Mr. Smith sees full transparency as the best way to build trust with modern viewers. “I’ve never covered an Election Day where there weren’t intense claims of misbehavior on both sides, and profound wishful thinking about the results on the losing side,” Mr. Smith said. “I think this cycle, everybody expects it to be worse than ever.”

VoteCastr, a Silicon Valley-backed start-up, is taking a more radical approach: publishing projections before polls close.

Using a team of observers in dozens of swing-state precincts, VoteCastr plans to check live turnout data against its own surveys and historical models to generate an hour-by-hour estimate on Election Day of where the vote stands. Their findings will be published by Slate, along with prominent caveats as to what the data say and does not say.

The goal, said Sasha Issenberg, a journalist and a member of the VoteCastr team, is not to project an ultimate winner, but to offer readers an informed snapshot of the race during the hours when, in the absence of official numbers, social media tends to rely on rumors.

Still, speculating on results while Americans are still voting has long been considered a journalistic taboo: in 1964, CBS News was criticized after calling the California Republican primary for Barry Goldwater before polls closed in San Francisco.

“If you just put that data out to the public, it’s kind of like trying to predict the score of a football game after playing 5 minutes,” said John Lapinski, NBC’s director of elections. Sam Feist, CNN’s Washington bureau chief, said his on-air analysts would not discuss any results until voting had closed in a particular state. “This is really simple,” Mr.
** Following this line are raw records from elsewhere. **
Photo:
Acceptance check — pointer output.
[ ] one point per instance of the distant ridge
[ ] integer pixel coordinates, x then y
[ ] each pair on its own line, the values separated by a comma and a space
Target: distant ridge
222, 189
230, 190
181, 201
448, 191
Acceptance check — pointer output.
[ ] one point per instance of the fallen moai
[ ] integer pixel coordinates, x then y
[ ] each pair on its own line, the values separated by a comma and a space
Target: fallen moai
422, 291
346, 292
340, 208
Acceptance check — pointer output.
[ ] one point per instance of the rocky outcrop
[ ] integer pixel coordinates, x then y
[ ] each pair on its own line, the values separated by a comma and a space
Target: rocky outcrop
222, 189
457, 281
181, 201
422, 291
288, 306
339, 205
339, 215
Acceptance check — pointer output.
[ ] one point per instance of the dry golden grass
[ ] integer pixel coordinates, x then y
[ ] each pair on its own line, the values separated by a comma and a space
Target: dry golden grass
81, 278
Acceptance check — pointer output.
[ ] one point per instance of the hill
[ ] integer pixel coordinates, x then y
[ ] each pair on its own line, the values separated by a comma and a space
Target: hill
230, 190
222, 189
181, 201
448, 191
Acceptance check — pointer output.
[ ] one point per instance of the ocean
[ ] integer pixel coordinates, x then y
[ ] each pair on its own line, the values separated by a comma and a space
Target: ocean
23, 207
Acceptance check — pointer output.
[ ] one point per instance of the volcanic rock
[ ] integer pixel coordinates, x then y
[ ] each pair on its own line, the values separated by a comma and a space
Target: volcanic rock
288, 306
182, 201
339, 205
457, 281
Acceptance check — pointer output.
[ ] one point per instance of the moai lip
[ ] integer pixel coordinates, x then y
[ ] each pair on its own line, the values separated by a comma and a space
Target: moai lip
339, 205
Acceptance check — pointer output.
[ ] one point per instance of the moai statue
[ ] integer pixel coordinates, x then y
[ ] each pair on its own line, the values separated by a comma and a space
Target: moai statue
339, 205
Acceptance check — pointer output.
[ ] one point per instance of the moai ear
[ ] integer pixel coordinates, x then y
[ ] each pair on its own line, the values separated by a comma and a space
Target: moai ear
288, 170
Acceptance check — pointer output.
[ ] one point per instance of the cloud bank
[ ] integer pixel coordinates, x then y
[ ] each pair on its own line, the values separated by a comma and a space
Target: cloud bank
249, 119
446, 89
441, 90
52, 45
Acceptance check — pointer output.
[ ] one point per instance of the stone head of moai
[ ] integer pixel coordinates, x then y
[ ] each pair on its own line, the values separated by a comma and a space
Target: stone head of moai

Feist said. “Exit poll information floating out during the day is usually wrong.”

At least one partisan news outlet is planning a cautious approach. Breitbart News, whose chairman, Stephen Bannon, is a top aide to Mr. Trump, is not conducting its own polls, so “we’ll probably end up waiting for The A.P.,” said Alex Marlow, the editor in chief.

What about all that bashing of the mainstream media?

“We do believe that most of the establishment media has an interest in Hillary Clinton becoming president,” Mr. Marlow said. “But once the polls are closed,” he added, “the polls are closed.”